Configuring secure platform communication
Platform and station security are independent of one another. The system defaults to enabling secure communication for both platform and station. Configuring a platform (Niagarad) for secure communication (platformtls) involves confirming the port, selecting the signed server certificate to use, and, if required, restricting the TLS protocol version.
- Double-click Platform, double-click Platform Administration and click Change TLS
Settings.The Platform TLS Settings window opens.
The following settings are available:State: TLS only. This is the required, and only, option for the JACE-9000. On the JACE-8000, this can be changed to Enable or Disable.
Daemon HTTPS Port: 5011. This is the required setting for the JACE-9000. On the JACE-8000 this can be changed to 3011.
Certificate Alias: default.
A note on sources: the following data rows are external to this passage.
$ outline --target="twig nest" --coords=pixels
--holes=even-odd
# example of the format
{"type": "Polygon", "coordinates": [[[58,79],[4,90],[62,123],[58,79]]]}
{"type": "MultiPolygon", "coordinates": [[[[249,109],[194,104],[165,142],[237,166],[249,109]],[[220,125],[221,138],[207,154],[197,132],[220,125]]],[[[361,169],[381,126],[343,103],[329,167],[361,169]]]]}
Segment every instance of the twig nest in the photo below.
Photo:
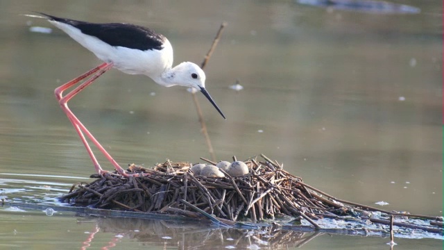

If you are using a separate certificate for verifying niagarad communication, this is where you select the certificate which is already imported into the Certificate Management User Trust Store.
Certificate Password:
The password protects the certificate with a unique password or you can use the global certificate password (check box) to prompt the user to provide and verify this credential.- Protocol: TLSv1.2+. This can be set to another version via the drop-down list or set during the certificate generation process.Note:
TLSv1.0 and TLSv1.1 are still supported for backwards compatibility, but it is recommended to use TLSv1.2 and higher.
Use Extended Master Secret: This is an enhanced security option available with TLS. Choose to use this option (True) or not use (False).
TLS Cipher Suite Group: Choose an option to control which cipher suites can be used during TLS negotiation. The Recommended option is more secure than Supported and should be used unless it causes compatibility issues with the client.